All the major UK political parties have promised in their election policy documents to respond to the Airports Commission’s final report, which is expected to be published after the national plebiscite on 7 May.
The commission was set up in 2012 by the coalition government of Conservative and Liberal Democrat parties that came to power after the May 2010 general election. The commission will publish its final report after 7 May, recommending how runway capacity can be increased in South East England. It has already published reports identifying a need for additional capacity before 2030 and three options.
The options are, a second runway for Gatwick Airport, a third runway for Heathrow Airport and an extension of one of Heathrow’s two existing runways.
The governing Conservative Party and Liberal Democrat party published their policy documents, known in the UK as manifestos, on 14 and 15 April, respectively. The main opposition party, the Labour Party, published its on 13 April.

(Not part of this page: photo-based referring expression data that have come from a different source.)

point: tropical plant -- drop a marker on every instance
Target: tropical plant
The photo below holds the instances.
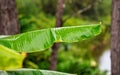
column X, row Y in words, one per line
column 13, row 48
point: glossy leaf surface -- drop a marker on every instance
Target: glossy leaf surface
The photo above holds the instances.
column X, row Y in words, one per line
column 42, row 39
column 32, row 72
column 9, row 59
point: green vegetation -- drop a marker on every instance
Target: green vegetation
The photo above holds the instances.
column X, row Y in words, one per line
column 72, row 57
column 28, row 42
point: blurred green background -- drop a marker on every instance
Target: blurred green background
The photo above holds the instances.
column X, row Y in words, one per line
column 82, row 57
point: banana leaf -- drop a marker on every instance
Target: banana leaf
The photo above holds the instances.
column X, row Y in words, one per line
column 40, row 40
column 32, row 72
column 10, row 59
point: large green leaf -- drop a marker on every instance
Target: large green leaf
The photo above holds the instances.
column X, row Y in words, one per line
column 42, row 39
column 10, row 59
column 32, row 72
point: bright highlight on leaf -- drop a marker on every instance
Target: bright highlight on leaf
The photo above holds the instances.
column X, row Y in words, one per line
column 9, row 59
column 42, row 39
column 33, row 72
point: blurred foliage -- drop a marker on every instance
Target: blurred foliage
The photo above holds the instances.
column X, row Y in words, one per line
column 72, row 58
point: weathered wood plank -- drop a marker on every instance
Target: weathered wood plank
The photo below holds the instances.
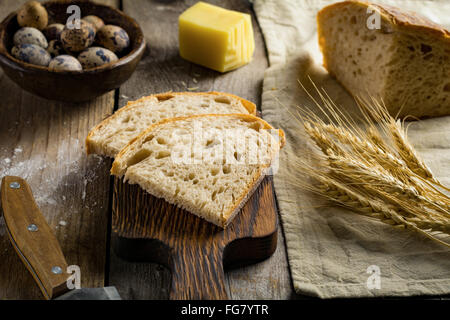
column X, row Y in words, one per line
column 43, row 142
column 162, row 70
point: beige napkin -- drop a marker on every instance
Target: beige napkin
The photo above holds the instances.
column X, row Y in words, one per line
column 333, row 252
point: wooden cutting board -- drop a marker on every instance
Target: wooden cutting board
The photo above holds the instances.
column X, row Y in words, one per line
column 149, row 229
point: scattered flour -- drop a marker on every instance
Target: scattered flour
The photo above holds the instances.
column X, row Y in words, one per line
column 52, row 179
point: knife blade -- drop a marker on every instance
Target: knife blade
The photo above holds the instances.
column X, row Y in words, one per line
column 37, row 246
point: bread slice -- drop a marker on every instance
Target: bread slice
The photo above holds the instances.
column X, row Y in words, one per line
column 405, row 62
column 206, row 164
column 114, row 133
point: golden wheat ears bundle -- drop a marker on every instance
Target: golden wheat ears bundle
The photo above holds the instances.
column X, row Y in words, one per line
column 369, row 167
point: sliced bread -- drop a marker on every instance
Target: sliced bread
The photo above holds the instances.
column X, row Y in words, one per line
column 206, row 164
column 115, row 132
column 395, row 56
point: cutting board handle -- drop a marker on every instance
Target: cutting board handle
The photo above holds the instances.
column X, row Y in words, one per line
column 197, row 274
column 32, row 238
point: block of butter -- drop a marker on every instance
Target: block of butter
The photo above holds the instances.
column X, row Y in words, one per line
column 216, row 38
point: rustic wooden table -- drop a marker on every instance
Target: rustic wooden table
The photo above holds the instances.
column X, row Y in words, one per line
column 43, row 142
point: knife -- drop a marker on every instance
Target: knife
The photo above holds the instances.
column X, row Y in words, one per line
column 37, row 246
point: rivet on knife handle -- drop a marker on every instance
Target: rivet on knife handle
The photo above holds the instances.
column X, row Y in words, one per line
column 32, row 237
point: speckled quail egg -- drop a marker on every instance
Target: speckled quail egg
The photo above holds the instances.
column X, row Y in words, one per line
column 30, row 35
column 95, row 21
column 65, row 63
column 96, row 56
column 32, row 53
column 55, row 48
column 53, row 31
column 32, row 14
column 113, row 38
column 78, row 39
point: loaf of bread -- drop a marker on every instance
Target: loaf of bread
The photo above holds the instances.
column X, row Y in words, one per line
column 207, row 164
column 403, row 61
column 115, row 132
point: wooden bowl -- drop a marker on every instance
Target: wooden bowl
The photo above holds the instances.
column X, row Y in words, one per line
column 72, row 86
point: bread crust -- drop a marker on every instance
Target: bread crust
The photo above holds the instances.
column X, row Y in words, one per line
column 90, row 146
column 228, row 216
column 403, row 20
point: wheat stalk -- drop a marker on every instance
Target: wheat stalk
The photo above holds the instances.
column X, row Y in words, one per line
column 373, row 170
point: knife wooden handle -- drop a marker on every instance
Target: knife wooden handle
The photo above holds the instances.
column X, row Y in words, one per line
column 32, row 237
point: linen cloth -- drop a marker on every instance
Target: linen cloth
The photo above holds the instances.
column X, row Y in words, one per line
column 333, row 252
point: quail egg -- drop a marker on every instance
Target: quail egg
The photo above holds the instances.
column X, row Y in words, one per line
column 78, row 39
column 53, row 31
column 32, row 14
column 32, row 53
column 65, row 63
column 30, row 35
column 55, row 48
column 96, row 56
column 95, row 21
column 113, row 38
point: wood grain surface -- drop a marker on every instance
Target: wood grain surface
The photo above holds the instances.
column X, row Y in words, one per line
column 43, row 142
column 151, row 230
column 38, row 248
column 163, row 70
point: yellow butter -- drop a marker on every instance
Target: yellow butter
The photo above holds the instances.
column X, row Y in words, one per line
column 216, row 38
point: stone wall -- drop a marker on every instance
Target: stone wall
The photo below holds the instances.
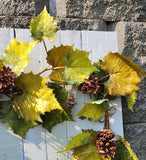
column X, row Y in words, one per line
column 127, row 17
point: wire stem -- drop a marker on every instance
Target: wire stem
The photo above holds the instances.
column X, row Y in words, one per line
column 104, row 77
column 52, row 68
column 45, row 45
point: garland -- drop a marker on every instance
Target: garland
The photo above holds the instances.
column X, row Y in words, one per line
column 35, row 101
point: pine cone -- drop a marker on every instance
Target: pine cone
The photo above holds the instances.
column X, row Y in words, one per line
column 104, row 143
column 90, row 85
column 6, row 79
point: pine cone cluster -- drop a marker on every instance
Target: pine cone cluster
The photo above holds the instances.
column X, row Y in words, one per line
column 105, row 145
column 6, row 79
column 90, row 85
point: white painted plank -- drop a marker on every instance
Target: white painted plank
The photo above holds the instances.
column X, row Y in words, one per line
column 57, row 139
column 39, row 143
column 10, row 144
column 35, row 142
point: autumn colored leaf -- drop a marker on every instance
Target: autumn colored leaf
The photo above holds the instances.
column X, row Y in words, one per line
column 10, row 119
column 50, row 119
column 124, row 151
column 1, row 64
column 94, row 109
column 123, row 76
column 87, row 152
column 16, row 54
column 36, row 98
column 43, row 27
column 131, row 99
column 55, row 57
column 78, row 140
column 78, row 67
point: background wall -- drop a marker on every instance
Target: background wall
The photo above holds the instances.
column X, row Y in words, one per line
column 127, row 17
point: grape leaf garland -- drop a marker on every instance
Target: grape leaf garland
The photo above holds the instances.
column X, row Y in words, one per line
column 16, row 54
column 36, row 98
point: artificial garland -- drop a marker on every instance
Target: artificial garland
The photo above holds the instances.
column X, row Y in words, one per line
column 35, row 101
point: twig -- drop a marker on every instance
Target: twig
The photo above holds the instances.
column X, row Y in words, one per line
column 104, row 77
column 45, row 45
column 9, row 96
column 52, row 68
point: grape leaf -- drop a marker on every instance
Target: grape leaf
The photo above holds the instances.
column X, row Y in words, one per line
column 36, row 98
column 54, row 117
column 43, row 27
column 123, row 77
column 55, row 57
column 1, row 64
column 78, row 140
column 16, row 54
column 10, row 119
column 124, row 151
column 94, row 110
column 78, row 67
column 87, row 152
column 131, row 99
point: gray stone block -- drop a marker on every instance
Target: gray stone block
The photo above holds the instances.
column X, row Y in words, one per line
column 81, row 24
column 108, row 10
column 17, row 7
column 135, row 135
column 131, row 41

Its policy is to: “make a swift decision on expanding airport capacity in London and the South East.” The Conservative’s policy is to: “respond to the Airports Commission’s final report.”

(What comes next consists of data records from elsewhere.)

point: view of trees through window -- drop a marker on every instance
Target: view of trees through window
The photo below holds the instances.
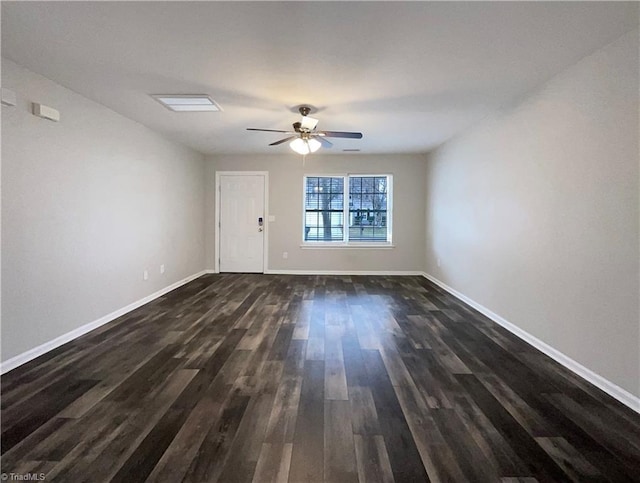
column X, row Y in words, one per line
column 366, row 211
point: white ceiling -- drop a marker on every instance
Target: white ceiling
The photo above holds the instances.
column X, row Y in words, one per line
column 408, row 75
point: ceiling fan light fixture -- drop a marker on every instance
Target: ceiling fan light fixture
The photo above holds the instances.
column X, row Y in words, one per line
column 314, row 145
column 305, row 146
column 299, row 146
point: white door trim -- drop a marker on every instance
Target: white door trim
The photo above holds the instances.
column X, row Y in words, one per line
column 265, row 256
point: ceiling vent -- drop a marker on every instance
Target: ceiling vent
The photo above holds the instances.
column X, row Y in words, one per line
column 187, row 102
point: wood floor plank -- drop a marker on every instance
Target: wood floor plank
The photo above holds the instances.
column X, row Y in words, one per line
column 309, row 378
column 339, row 451
column 307, row 458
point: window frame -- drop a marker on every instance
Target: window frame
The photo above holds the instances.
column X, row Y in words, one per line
column 345, row 242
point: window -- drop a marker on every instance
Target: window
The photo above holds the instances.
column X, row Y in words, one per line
column 362, row 202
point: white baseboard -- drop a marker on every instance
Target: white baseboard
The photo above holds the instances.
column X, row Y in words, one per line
column 342, row 272
column 25, row 357
column 597, row 380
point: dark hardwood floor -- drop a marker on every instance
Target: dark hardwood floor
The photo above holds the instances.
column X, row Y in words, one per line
column 238, row 377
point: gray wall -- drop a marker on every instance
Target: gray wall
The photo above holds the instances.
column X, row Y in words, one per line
column 286, row 173
column 534, row 213
column 88, row 204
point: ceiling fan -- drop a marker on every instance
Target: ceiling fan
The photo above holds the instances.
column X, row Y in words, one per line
column 305, row 138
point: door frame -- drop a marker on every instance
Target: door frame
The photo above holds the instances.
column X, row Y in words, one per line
column 265, row 245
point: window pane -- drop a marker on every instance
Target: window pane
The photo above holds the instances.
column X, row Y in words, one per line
column 368, row 208
column 324, row 209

The Liberal Democrats’ manifesto says: “We will carefully consider the conclusions of the [Airports Commission] into runway capacity.” However, the manifesto also says: “We will ensure no net increase in runways across the UK.” The Liberal Democrats were not available for comment.
Opinion polls indicate no party will gain enough seats to have a majority and govern. Another coalition is likely, with the Labour Party led by Ed Milliband either working formally in government, perhaps with the Liberal Democrats, or informally with other parties.